MCMC Sampling for Bernoulli Population using Normalized Power Prior
MCMC Sampling for Bernoulli Population using Normalized Power Prior
Conduct posterior sampling for Poisson population with normalized power prior. For the power parameter δ, a Metropolis-Hastings algorithm with either independence proposal, or a random walk proposal on its logit scale is used. For the model parameter λ, Gibbs sampling is used.
Data.Cur: a non-negative integer vector of each observed current data.
Data.Hist: a non-negative integer vector of each observed historical data.
CompStat: a list of four elements that represents the "compatibility(sufficient) statistics" for λ. Default is NULL so the fitting will be based on the data. If the CompStat is provided then the inputs in Data.Cur and Data.Hist will be ignored.
n0 is the number of observations in the historical data.
mean0 is the sample mean of the historical data.
n1 is the number of observations in the current data.
mean1 is the sample mean of the current data.
prior: a list of the hyperparameters in the prior for both λ and δ. A Gamma distribution is used as the prior of λ, and a Beta distribution is used as the prior of δ.
lambda.shape is the shape (hyper)parameter in the prior distribution Gamma(shape,scale) for λ.
lambda.scale is the scale (hyper)parameter in the prior distribution Gamma(shape,scale) for λ.
delta.alpha is the hyperparameter α in the prior distribution Beta(α,β) for δ.
delta.beta is the hyperparameter β in the prior distribution Beta(α,β) for δ.
MCMCmethod: sampling method for δ in MCMC. It can be either 'IND' for independence proposal; or 'RW' for random walk proposal on logit scale.

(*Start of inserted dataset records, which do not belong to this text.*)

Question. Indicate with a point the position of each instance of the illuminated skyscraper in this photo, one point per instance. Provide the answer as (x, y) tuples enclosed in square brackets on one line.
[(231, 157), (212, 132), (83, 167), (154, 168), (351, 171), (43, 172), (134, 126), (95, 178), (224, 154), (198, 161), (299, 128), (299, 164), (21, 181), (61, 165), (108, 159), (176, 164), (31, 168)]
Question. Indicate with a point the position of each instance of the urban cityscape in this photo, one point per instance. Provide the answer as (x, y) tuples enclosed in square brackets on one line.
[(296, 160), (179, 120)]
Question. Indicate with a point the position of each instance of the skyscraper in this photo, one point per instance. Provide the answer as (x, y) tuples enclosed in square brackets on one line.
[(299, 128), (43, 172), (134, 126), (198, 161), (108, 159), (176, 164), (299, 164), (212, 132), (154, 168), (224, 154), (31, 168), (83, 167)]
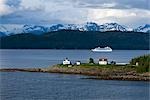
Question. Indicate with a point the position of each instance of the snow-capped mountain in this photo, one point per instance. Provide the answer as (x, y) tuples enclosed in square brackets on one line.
[(112, 27), (145, 28), (89, 26), (34, 29)]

rw.logit.delta: the stepsize(variance of the normal distribution) for the random walk proposal of logit δ. Only applicable if MCMCmethod = 'RW'.
ind.delta.alpha: specifies the first parameter α when independent proposal Beta(α,β) for δ is used. Only applicable if MCMCmethod = 'IND'
ind.delta.beta: specifies the first parameter β when independent proposal Beta(α,β) for δ is used. Only applicable if MCMCmethod = 'IND'
nsample: specifies the number of posterior samples in the output.

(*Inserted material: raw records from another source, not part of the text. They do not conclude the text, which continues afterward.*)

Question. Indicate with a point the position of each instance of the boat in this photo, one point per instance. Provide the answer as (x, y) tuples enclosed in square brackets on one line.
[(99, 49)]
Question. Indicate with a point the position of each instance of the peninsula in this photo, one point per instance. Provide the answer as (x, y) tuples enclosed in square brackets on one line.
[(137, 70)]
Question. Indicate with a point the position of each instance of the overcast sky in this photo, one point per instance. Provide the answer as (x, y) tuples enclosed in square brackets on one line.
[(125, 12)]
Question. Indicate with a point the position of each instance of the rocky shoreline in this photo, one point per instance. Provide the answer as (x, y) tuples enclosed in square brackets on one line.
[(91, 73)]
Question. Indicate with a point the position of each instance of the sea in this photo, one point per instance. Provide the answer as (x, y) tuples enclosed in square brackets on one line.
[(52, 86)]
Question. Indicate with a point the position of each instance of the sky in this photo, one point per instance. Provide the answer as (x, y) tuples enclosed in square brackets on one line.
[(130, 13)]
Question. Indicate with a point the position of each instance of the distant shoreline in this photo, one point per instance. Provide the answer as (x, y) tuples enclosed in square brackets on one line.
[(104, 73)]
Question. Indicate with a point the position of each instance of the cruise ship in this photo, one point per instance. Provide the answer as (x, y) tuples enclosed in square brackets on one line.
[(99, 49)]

control.mcmc: a list of three elements used in posterior sampling.
delta.ini is the initial value of δ in MCMC sampling.
burnin is the number of burn-ins. The output will only show MCMC samples after bunrin.
thin is the thinning parameter in MCMC sampling.
Returns
A list of class "NPP" with four elements: - lambda: posterior of the model parameter λ.
delta: posterior of the power parameter δ.
acceptance: the acceptance rate in MCMC sampling for δ using Metropolis-Hastings algorithm.
DIC: the deviance information criteria for model diagnostics.
Details
The outputs include posteriors of the model parameter(s) and power parameter, acceptance rate in sampling δ, and the deviance information criteria.